- "Geopolitical Competition and AI in the Military"
(with Minsoo Kang, Noam Yuchtman, and David Y. Yang).
[Abstract]
Artificial intelligence (AI) has become both a general-purpose economic technology and an increasingly salient
military capability, while geopolitical rivalry has intensified across trade, standards, and security. This paper connects these shifts by tracking
when competition-centered AI narratives arose and evaluating whether military adoption followed. We construct a newspaper-based measure of geopolitical
competition in AI from New York Times articles (1996–present) using large language model classifiers, then measure U.S. government AI adoption
through federal procurement data (2018–2024), distinguishing defense from non-defense AI awards. We show that competitive AI narratives
surge beginning in 2016 and are dominated by U.S.–China rivalry. Over the same period, Defense Department AI procurement grows
disproportionately relative to non-defense AI, reshaping which firms and places receive defense contracts and deepening supplier relationships.
The findings highlight how narratives may legitimize spending and potentially redirect innovation. These patterns also suggest that U.S. allies
face meaningful choices about their AI strategies, both as general innovation policies and also as military decisions,
as U.S. defense AI procurement continues to expand.
- "Dialing Up the Empathy: Using AI Chatbots to Conduct Qualitative Interviews in Mass Surveys"
(with Michael M. Bechtel, Aaron Cannon, and Michael Hess).
[Preregistration] [Abstract]
The advent of artificial intelligence (AI) enables researchers to qualitatively
study preference formation through unstructured question formats that were previously too costly for inclusion in large-scale
surveys. We evaluate whether AI interviewers, through their empathic capabilities, can elicit richer survey responses and
reduce social desirability bias. Our experimental design randomly assigns respondents to one of three interview modes:
(i) self-administered, open-ended questions, (ii) a non-empathic chatbot interviewer, or (iii) a highly empathic chatbot interviewer.

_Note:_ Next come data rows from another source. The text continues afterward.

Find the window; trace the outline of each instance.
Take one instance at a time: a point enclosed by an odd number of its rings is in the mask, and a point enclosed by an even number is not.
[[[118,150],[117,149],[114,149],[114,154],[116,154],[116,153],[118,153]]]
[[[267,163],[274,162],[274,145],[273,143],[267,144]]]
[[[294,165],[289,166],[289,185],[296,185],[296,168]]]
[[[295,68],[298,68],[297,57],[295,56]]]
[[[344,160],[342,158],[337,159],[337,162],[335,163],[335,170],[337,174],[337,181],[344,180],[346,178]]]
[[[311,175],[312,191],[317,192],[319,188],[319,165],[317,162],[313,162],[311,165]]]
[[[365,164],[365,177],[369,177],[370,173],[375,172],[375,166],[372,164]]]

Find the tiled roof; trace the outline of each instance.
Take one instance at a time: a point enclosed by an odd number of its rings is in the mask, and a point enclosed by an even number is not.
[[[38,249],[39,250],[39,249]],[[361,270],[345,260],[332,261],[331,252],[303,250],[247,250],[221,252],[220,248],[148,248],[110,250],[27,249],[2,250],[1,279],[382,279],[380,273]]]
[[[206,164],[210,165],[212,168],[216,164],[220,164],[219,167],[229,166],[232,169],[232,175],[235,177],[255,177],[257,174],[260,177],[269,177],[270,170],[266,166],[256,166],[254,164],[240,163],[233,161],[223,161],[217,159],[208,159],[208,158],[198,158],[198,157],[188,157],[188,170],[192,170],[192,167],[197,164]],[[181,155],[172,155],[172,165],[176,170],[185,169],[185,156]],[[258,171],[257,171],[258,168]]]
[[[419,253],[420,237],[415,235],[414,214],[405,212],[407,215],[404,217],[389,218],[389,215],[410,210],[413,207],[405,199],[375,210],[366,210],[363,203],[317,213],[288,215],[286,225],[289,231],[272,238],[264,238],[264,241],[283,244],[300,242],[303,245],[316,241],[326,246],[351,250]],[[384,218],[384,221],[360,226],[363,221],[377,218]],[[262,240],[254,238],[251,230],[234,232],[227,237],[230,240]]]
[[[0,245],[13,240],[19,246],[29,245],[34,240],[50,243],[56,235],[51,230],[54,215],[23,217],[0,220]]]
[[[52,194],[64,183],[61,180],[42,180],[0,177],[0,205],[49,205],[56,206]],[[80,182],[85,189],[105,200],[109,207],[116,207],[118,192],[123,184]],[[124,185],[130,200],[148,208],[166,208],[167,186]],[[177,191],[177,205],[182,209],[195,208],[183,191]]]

We then examine response behavior across sensitive and non-sensitive topics, including vote intentions, abortion, hiring discrimination,
and favorite candy. The findings reveal whether AI chatbots can qualitatively explore preference determinants while reducing social
desirability bias compared to traditional interviews.
- "Preferences for Legislative Representation in Eight Democracies"
(with Michael M. Bechtel,
Simon Lüchinger, and
Lukas Schmid).
[Preregistration] [Abstract]
What preferences do voters hold over the composition of legislatures? We distinguish between self-centered,
proportionality-based, and other-regarding representation preferences and explore which of these preference types best describes public opinion on the
composition of legislatures. Using survey experiments fielded in eight democracies (Australia, Canada, Mexico, Spain, Switzerland, Portugal, Turkey, and the United States),
we test how citizens (N=13,851) respond to varying levels of legislative misrepresentation across ideological, geographic, and gender dimensions.
We find that citizens favor overrepresentation of their own ideological group and region, reflecting self-centered preferences. In contrast,
both women and men support female overrepresentation. These patterns appear rooted in how citizens link descriptive representation and key elements
of substantive representation such as policy responsiveness and outcomes. Our findings shed light on how misrepresentation of political and social groups in
parliament affects democratic attitudes.